The global transparency index found that China was still classed as "low" but its score has improved to 3.50 points against 3.71 two years ago. India is a notch above, in the "semi-transparent" third category of five, with its score moving to 3.46 from 3.90 the last time the index was published.
The top Asian scores were notched up by Hong Kong with 1.30 and Singapore with 1.44, while Australia and the US occupy joint top place globally with a score of 1.15. Describing a "virtuous cycle", Guy Hollis, director at Jones Lang LaSalle's international capital group, says increasing foreign investment in Asia had improved information flows, which would in turn give investors more confidence. "Funds are much more aggressive and have certainly invested a lot of money, and in most places they haven't compromised on standards," Hollis says.

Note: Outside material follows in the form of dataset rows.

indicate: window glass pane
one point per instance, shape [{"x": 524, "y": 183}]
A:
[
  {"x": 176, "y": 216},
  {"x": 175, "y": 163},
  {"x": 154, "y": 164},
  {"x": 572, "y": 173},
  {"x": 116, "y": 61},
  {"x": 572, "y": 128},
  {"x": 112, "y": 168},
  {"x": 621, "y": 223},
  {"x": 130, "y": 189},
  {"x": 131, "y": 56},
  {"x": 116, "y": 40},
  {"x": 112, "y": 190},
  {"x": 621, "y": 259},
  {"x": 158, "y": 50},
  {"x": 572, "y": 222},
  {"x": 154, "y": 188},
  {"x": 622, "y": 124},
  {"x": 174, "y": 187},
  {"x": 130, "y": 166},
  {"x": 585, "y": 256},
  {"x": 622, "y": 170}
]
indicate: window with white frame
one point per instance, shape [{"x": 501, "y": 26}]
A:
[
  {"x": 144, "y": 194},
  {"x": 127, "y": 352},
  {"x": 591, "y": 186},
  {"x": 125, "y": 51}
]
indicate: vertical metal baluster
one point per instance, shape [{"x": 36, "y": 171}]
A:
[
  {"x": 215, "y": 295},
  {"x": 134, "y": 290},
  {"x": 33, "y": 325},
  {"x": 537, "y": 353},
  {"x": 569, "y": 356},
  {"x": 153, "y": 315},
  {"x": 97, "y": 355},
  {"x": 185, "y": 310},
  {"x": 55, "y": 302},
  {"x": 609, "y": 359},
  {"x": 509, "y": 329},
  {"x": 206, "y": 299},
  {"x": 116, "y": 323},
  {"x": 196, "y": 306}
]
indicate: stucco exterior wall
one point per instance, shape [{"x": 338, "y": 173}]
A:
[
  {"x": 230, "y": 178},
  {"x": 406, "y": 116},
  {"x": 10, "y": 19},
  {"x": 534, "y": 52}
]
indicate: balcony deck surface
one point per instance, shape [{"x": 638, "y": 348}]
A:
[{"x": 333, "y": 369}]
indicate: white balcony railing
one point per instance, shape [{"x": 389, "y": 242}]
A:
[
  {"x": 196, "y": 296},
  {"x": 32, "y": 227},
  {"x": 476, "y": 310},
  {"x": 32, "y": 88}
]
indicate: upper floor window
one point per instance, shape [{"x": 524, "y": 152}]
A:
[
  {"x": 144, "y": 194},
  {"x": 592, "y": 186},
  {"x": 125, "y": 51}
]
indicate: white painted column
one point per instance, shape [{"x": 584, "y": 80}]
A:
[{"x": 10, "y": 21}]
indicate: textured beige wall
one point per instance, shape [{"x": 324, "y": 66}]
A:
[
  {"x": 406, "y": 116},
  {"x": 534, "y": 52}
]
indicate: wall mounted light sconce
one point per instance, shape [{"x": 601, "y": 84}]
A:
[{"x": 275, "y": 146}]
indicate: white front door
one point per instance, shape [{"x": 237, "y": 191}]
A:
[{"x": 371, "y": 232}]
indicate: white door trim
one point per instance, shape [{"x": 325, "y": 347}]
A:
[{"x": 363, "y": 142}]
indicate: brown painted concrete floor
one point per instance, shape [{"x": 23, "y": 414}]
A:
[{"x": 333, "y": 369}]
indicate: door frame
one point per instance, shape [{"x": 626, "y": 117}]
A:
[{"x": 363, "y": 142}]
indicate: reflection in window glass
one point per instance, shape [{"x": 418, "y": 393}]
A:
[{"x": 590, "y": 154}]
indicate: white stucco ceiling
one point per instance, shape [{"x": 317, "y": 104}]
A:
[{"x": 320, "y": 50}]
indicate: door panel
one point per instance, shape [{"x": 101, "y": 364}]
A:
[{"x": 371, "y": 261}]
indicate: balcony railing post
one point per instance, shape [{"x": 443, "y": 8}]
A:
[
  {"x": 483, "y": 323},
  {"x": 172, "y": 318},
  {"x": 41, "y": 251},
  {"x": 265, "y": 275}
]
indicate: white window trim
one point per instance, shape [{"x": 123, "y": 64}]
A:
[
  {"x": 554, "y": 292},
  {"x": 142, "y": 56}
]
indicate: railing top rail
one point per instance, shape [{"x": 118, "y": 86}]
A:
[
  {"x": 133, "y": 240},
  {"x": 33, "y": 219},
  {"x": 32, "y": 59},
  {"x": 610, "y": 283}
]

Cross-border investment in the Asia-Pacific region jumped 56% last year to $20 billion, but this year would see even greater capital flows, Hollis says, pointing to some $9 billion pledged for China just in the first three months of 2006.
Hollis says the biggest complaints among foreign investors in Asia were over property titles, especially in China and India. India, which eased rules on foreign investment in construction early last year, lacks a centralized title registry. And with property prices soaring, there has been an increase in the number of land disputes.
In China, land use rights cannot be directly traded, so investors must take the risk of acquiring the company that holds them. But this possibility is hampered by relatively low accountancy standards. "It varies in China, but the more you go west and north, the worse it gets," Hollis says.
Despite these problems, investors are rushing to get stakes in economies growing at over 8% a year and this is pushing up prices and depressing property yields in China and India.